BROWNIES from across west Gloucestershire have been seeing stars after spending a day creating, cutting and cooking at Dursley Primary Academy to celebrate their 100th birthday.
Around 140 girls from the group took part in the special event, which involved completing "missions" to earn gold stars as they worked to a story brief in which the stars fell to earth and had to be collected.
Uniforms dating back to the 1930's afforded the girls a chance to dress up and see what they would have looked like over the past eighty years.
Ann King, who curated the collection of uniforms and Guiding memorabilia even included her original 1950s Brownie dress, including four hard-earned proficiency awards.
Completing the cosmos took the mixed teams through three time zones, taking part in adventures from the past to the future, creating peg people and performing small plays with their characters, before using recycled materials to construct brown owl models.
Stepping into the present saw the teams challenge each other to win points in card games they created from scratch, organising the rules before designing the art work themselves and playing the games.
Laughter rocked the room as smaller groups huddled over tealights cooking marshmallows for smores, before squishing the sweet between biscuits to make a delicious treat.
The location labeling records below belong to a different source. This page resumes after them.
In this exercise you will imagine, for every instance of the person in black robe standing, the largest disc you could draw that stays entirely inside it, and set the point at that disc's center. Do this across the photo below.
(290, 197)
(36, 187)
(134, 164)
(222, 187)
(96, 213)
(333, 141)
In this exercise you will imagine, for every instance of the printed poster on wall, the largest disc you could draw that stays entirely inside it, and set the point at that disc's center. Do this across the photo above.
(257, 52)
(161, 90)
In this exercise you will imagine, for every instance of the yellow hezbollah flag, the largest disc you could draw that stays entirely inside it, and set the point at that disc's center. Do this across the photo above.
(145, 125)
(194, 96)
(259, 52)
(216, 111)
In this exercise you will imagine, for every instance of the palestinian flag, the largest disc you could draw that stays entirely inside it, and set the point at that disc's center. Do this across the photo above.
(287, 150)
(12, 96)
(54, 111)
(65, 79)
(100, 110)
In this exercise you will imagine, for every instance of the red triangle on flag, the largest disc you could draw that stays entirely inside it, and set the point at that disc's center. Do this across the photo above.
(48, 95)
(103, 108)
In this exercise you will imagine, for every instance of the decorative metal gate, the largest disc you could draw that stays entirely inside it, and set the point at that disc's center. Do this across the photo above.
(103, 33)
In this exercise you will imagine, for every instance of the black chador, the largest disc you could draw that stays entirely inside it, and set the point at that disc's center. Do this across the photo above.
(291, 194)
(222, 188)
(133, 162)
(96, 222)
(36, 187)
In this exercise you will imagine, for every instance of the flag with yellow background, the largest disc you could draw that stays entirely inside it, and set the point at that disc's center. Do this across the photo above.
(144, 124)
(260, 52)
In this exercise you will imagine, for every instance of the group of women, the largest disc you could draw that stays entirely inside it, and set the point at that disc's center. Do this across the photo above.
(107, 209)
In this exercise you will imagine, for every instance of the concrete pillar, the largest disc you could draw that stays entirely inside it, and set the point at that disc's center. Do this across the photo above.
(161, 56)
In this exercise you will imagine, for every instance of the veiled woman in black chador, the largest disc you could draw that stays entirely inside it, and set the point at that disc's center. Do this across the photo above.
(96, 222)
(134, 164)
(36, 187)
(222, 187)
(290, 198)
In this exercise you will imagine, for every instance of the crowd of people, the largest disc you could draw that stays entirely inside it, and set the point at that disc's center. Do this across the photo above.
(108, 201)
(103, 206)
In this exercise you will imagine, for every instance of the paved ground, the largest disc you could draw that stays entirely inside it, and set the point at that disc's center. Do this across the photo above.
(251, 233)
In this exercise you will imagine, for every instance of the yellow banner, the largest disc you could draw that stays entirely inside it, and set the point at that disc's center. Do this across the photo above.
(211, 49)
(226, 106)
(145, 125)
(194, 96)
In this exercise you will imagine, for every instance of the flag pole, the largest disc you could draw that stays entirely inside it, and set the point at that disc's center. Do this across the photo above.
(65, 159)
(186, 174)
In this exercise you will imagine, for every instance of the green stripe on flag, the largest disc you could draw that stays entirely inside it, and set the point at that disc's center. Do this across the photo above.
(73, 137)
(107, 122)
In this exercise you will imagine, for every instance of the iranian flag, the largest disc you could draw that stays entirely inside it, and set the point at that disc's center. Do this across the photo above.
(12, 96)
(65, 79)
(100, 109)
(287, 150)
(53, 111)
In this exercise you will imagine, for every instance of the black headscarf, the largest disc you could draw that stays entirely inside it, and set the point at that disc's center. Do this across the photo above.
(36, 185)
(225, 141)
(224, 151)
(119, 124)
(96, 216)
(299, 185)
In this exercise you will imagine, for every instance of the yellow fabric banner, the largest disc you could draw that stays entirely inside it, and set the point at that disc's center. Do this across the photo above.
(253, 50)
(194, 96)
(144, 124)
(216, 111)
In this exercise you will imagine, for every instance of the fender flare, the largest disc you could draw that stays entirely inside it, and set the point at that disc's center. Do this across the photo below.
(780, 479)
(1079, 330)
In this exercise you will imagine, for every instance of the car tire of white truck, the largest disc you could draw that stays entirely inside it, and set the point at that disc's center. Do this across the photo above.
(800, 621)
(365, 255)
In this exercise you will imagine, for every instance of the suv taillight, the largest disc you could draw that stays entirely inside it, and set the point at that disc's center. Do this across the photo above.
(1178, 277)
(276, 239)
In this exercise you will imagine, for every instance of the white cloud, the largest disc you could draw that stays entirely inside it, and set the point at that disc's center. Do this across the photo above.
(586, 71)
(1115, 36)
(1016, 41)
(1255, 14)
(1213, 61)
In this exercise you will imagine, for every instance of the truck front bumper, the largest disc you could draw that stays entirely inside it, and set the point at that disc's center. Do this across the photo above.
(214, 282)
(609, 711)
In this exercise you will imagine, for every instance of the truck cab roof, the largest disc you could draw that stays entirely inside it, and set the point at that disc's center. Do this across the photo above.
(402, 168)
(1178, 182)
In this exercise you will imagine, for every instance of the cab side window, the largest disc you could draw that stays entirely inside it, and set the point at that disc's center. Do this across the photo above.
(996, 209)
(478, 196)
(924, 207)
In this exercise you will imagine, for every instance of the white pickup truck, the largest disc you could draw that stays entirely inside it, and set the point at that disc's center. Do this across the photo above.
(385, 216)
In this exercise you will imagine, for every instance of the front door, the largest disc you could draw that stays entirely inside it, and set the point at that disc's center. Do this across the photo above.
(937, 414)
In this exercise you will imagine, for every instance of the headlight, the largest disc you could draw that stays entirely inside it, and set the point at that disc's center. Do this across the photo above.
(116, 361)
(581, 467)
Seven-year-old Megan Smith said: "Making the smores was the best bit, it was really gooey and really tasty.”
The final starquest challenge saw the brownies look to the future as they built their very own colourful rocket and added their collective stars to nine large panels detailing the solar system.
Over 64,000 girls aged between five and 26 enjoy weekly challenges and adventures organised or co-ordinated by 14,000 adult volunteer leaders in Guiding throughout the southwest of England.
Division commissioner Michelle Everett said: "I thought it was an innovative day with a difference, giving the girls a chance to look at the past as well as towards the future of brownies.”